C’était un spectacle des plus cruels et des plus émouvants ; peut-être le vieux saule était-il creux et les balles pourraient-elles finir par le traverser ? Dans quelles transes mortelles devait être ce Germain mélancolique !

S’il avait riposté, probablement il tuait quelqu’un dans notre groupe imprudemment découvert, mais il ne pouvait tirer sans se découvrir lui-même.

Quelle situation ? Par principe et aussi par entraînement, on eût applaudi avec une joie sauvage, si la sentinelle fût tombée. C’eût été un ennemi de moins et un exemple pour les camarades.

Je ne sais quelles étaient les impressions de Courbet, il ne disait rien. Pour moi, je ne pouvais m’empêcher d’avoir pitié de cette cible vivante ; en voyant osciller tantôt l’épaule, tantôt le coude, il me semblait que je sentais fracasser mes propres os.

Mais le saule avait beau éclater sous les balles, le Prussien ne tombait décidément pas. De guerre lasse, le capitaine désarma.

Derrière un autre saule, un peu plus loin, confiant dans l’armistice du moment, un second Allemand se montra, je le vis s’avancer vers le premier, aussi prudemment que possible, lui parler avec une attitude indiquant la sollicitude.
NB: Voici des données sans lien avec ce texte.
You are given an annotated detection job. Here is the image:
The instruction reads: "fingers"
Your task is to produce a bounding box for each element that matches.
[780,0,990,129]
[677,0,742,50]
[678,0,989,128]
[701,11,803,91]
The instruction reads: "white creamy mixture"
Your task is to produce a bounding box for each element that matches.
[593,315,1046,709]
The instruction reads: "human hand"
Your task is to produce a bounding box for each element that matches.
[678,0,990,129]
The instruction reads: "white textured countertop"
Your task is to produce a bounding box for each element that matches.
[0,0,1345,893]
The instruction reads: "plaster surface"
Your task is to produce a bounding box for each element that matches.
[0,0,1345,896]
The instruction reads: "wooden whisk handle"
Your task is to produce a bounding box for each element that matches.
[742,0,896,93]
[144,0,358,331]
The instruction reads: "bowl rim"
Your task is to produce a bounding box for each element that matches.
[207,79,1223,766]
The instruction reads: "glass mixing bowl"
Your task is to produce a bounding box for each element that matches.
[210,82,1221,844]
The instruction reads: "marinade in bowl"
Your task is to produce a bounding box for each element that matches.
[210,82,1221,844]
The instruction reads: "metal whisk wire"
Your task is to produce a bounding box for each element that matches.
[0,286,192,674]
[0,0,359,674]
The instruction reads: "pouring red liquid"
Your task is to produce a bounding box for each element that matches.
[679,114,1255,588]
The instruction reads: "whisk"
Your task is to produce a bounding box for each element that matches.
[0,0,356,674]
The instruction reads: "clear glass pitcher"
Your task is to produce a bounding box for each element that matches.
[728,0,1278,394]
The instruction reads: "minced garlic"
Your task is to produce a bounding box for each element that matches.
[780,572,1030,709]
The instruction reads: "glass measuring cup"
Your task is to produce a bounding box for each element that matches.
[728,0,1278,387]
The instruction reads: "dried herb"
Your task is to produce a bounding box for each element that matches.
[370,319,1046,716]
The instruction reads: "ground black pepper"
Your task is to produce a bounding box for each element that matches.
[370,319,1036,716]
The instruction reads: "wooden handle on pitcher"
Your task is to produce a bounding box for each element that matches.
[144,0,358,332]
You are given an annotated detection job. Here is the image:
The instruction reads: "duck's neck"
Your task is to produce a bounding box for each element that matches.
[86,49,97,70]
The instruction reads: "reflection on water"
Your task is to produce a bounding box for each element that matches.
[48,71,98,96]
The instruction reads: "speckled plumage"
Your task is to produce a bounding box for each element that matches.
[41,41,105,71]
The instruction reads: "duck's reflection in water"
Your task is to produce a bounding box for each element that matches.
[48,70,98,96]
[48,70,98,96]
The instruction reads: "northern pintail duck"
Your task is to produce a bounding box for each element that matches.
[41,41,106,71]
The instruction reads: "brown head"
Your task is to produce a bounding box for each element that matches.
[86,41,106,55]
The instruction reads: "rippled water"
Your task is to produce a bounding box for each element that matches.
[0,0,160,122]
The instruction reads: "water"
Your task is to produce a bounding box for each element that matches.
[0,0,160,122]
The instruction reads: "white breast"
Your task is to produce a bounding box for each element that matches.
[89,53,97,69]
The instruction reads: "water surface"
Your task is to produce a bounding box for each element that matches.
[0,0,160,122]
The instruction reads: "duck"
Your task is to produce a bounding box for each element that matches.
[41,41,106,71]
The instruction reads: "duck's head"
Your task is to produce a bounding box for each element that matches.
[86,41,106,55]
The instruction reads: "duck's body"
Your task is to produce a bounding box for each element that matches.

Il lui demandait apparemment s’il n’était pas blessé. L’autre lui répondit par un signe de tête négatif, se détira, s’essuya le front en se décoiffant… Dieu ! qu’il avait eu chaud !…

Heureusement pour eux, le capitaine était parti et il était très sévèrement interdit aux mobiles de tirer sans un ordre exprès.


Il fallait une très bonne vue et de l’habitude pour suivre les détails de cette scène ; je n’affirmerai pas que Courbet eût bien vu, mais il n’en avait pas moins assisté au drame, qu’il avait pu suivre par nos paroles, nos exclamations et surtout par les coups de fusil.

On avait tiré aussi vers la gauche, dans la direction d’un petit bosquet, nous fîmes asseoir Courbet derrière un mur, dans un fauteuil de velours d’Utrecht — tout effaré de se trouver là, et nous allâmes voir s’il n’y avait pas de blessés.

Il y avait eu un mort que l’on venait de transporter à l’ambulance dans sa couverture marron sur quatre fusils disposés en civière.

Lorsque nous revinmes, Courbet nous revit avec une satisfaction non déguisée.

— Je commençais à me faire vieux ici, nous dit-il. Ils ont tiré, ajouta-t-il en étendant le bras vers les Prussiens, j’ai entendu siffler les balles.

— Vous vous serez découvert, lui répondis-je.

— Je me suis levé pour voir… Cela faisait ziit… tap, contre le mur du moulin de ce côté.